(Image: Zennie/Private Media)

Only in Australia. As our major gas companies and some of the world’s biggest fossil fuel multinationals make tens of billions in profits from selling Australia’s hydrocarbons, the actual return to taxpayers is set to fall in coming years, the budget papers show.

In the Morrison government’s last budget back in April, taxpayers were finally going to see some return from the Petroleum Resource Rent Tax (PRRT) scheme, which has generated pitiful amounts of revenue in recent years courtesy of gas companies running up huge capital expenses and artificially inflating them.

Between 2022 and 2026 taxpayers would have seen $9.6 billion in PRRT revenue, according to the estimates in the April budget. In Labor’s budget tonight, that revenue forecast has been downgraded to $9.15 billion, despite a small forecast increase this year and next due to the surge in global gas prices. That surge has left local gas-based manufacturers struggling in Australia and delivered windfall profits for gas exporters.

According to the government, revenue is expected to fall “as production in maturing fields (including in the Bass Strait) declines and the prices of oil and gas stabilise. PRRT liabilities will be further weighed down by the cost of decommissioning parts of the Bass Strait fields, following a direction from the National Offshore Petroleum Safety and Environmental Management Authority to commence decommissioning works in coming years.” Oil producers will be able to claim the cost of cleaning up after themselves against their PRRT liabilities.
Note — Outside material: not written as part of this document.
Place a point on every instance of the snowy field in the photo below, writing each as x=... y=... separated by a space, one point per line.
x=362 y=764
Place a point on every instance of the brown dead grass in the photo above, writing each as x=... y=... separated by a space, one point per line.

The downgrade in PRRT revenue reflects just how utterly unfit the scheme is to handle gas exports. Labor — like the Coalition, a recipient of generous donations from major gas exporters like Santos and Woodside — refuses to do anything to fix it.

Remarkably, the amount of revenue forecast for 2025-26, $2 billion, is 40% lower than the amount of PRRT revenue the Howard government earned in 2002-03 adjusted for inflation. In real terms, fossil fuel exporters are paying less PRRT than before the massive expansion of the Australian gas industry over the past 15 years.